Inductive reasoning is a form of reasoning that arrives at a conclusion based on patterns and observations. If used by itself, inductive reasoning is not an accurate method for arriving at true and accurate conclusions. Take the example of three friends: Jim, Mary and Frank. Frank observes Jim and Mary fighting. Frank observes Jim and Mary argue three or four times during the week, and each time he sees them, they are arguing. The statement, "Jim and Mary fight all the time," is an inductive conclusion, reached by limited observation of how Jim and Mary interact. Inductive reasoning can lead students in the direction of forming a valid hypothesis, such as "Jim and Mary Fight often." But inductive reasoning cannot be used as the sole basis to prove an idea. Inductive reasoning requires observation, analysis, inference (looking for a pattern) and confirming the observation through further testing to arrive at valid conclusions.

Deductive reasoning is a step-by-step, logical approach to proving an idea by observation and testing. The deductive reasoning starts with an initial, proven fact and builds an argument one statement at a time to undeniably prove a new idea. A conclusion arrived at through deductive reasoning is built on a foundation of smaller conclusions that each progress toward a final statement.

Axioms and postulates are used in the process of developing inductive- and deductive-reasoning arguments. An axiom is a statement about real numbers that is accepted as true without requiring a formal proof. For example, the axiom that the number three possesses a larger value than the number two is a self-evident axiom. A postulate is similar, and defined as a statement about geometry that is accepted as true without proof. For example, a circle is a geometric figure that can be divided evenly into 360 degrees. This statement applies to every circle, in all circumstances. Therefore, this statement is a geometric postulate.

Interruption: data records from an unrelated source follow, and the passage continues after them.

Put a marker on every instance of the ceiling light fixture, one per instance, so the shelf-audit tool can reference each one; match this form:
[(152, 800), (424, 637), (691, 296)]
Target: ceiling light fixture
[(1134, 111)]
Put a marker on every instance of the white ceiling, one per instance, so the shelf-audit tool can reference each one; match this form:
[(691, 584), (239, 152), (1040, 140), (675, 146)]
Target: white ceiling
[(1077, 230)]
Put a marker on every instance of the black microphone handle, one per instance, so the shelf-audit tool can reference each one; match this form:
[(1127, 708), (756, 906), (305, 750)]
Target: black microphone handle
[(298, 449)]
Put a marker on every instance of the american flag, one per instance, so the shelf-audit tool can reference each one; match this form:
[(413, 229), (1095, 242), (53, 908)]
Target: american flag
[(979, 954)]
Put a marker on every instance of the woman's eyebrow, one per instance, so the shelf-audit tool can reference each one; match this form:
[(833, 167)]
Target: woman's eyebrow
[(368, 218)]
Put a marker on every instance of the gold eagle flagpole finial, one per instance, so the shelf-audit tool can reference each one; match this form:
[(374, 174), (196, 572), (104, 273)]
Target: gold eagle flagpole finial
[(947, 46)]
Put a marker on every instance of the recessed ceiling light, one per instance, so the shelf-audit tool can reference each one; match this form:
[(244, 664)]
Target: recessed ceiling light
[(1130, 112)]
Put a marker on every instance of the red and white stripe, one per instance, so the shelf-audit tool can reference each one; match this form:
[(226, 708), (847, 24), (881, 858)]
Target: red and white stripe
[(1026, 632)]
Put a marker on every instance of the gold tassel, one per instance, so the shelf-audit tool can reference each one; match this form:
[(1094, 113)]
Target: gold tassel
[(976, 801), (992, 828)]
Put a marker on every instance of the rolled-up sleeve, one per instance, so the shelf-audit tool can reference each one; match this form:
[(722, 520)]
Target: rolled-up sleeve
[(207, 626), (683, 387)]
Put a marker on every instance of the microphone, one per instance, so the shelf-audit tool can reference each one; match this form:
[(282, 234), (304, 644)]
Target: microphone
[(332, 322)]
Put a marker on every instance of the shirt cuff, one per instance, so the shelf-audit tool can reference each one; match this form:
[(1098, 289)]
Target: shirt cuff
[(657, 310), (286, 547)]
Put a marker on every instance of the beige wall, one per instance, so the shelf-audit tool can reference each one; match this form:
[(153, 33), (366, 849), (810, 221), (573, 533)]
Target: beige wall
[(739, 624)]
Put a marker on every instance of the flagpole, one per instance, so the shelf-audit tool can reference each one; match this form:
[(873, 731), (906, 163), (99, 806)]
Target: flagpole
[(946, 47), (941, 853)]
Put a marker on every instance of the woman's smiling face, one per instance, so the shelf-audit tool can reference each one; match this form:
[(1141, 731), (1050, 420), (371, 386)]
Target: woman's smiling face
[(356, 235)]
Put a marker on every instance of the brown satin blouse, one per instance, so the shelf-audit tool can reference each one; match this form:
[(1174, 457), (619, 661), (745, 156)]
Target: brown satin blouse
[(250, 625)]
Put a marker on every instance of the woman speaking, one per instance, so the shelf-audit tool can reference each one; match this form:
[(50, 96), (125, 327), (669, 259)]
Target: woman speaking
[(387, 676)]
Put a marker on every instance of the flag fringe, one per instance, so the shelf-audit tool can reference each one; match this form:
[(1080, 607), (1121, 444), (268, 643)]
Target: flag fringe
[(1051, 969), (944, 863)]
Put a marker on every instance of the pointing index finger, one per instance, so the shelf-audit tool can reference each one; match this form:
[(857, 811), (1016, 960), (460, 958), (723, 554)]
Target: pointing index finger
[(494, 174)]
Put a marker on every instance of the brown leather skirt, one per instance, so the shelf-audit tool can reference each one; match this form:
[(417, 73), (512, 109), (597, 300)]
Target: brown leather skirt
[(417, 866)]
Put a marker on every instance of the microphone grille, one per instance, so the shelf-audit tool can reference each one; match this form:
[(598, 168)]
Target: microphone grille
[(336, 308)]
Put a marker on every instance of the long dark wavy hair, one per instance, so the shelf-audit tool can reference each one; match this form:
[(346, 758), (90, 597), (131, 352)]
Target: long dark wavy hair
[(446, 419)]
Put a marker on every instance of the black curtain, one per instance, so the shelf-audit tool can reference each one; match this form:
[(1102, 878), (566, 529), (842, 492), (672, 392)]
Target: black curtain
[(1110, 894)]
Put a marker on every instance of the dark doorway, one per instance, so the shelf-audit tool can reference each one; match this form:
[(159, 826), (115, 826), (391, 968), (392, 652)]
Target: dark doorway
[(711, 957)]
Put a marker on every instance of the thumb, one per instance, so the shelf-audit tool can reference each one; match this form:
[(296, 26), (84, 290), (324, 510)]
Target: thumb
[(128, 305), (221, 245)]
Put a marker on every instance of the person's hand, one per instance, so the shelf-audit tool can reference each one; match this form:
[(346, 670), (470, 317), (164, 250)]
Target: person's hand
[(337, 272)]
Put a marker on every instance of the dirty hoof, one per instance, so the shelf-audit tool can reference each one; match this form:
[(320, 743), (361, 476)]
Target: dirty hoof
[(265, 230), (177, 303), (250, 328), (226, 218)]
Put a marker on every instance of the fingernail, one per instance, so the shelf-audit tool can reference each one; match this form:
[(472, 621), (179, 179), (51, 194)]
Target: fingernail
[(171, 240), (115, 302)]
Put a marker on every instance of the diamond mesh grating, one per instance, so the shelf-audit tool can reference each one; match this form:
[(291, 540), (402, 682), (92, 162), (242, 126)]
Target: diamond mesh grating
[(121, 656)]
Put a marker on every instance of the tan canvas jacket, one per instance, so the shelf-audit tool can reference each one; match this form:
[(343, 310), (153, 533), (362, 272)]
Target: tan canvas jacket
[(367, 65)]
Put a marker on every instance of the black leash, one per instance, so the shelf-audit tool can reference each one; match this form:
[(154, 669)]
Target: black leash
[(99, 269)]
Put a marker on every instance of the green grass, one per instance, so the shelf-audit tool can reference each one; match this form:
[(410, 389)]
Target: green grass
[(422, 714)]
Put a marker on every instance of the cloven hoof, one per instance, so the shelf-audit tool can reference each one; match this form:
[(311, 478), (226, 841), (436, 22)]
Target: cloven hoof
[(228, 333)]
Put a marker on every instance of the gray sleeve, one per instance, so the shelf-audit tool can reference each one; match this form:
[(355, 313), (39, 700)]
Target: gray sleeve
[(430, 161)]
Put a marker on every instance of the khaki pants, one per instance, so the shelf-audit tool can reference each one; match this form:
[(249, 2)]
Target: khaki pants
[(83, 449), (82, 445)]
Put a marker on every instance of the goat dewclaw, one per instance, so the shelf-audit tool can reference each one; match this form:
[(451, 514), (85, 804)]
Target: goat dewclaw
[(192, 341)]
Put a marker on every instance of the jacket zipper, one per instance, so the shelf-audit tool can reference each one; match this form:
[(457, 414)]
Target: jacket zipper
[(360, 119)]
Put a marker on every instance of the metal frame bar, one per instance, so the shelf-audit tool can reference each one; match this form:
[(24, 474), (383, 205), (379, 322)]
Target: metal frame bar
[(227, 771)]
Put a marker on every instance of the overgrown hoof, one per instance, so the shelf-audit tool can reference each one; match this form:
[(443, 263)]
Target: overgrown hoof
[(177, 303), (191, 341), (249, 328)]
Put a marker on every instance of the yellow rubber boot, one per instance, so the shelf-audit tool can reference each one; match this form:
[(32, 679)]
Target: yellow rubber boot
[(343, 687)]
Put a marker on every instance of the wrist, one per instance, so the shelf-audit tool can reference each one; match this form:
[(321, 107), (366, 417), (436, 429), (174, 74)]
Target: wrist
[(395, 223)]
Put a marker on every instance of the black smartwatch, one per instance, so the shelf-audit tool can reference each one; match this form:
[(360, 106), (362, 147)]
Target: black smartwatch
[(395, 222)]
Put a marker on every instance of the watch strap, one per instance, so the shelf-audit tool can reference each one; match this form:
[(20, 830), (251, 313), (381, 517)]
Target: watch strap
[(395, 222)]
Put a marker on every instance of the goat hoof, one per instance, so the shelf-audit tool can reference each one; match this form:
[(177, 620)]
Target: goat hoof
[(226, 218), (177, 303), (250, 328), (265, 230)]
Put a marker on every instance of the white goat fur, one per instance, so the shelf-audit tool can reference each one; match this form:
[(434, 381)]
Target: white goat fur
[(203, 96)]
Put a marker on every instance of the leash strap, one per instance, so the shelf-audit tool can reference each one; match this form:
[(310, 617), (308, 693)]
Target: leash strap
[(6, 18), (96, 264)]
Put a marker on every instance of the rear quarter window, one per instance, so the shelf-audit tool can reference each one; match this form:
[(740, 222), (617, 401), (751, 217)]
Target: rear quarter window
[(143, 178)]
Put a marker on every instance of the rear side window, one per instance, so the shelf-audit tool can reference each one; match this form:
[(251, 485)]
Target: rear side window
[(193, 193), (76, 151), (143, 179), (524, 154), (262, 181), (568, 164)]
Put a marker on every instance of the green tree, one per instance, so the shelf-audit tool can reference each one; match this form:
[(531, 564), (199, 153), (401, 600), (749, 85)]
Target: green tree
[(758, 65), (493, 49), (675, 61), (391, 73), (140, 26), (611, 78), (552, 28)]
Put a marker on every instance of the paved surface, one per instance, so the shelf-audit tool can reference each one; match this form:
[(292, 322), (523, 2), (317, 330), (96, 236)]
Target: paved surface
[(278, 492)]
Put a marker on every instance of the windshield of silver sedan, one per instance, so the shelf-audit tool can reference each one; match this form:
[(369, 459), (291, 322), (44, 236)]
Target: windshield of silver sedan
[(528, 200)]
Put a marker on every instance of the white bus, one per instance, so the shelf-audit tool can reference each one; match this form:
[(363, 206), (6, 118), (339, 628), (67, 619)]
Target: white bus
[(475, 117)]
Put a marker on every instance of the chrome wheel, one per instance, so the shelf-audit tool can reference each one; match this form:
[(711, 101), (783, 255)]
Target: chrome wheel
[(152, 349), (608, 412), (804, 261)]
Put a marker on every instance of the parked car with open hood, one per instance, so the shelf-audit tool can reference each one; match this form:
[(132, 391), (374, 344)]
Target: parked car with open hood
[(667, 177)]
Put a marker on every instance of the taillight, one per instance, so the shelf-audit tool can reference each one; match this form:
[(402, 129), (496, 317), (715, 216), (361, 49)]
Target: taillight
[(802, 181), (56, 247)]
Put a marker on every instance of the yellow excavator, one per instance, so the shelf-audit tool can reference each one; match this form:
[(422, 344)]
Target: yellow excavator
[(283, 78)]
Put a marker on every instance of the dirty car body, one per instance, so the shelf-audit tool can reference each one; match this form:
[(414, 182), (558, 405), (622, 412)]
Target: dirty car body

A theorem is the result or conclusion of an accurately built deductive argument, and can be the result of a well-researched inductive argument. In short, a theorem is statement in geometry that has been proved, and therefore can be relied upon as a true statement when building logical proofs for other geometry problems. The statements that "two points determine a line" and "three points determine a plane" are each geometric theorems.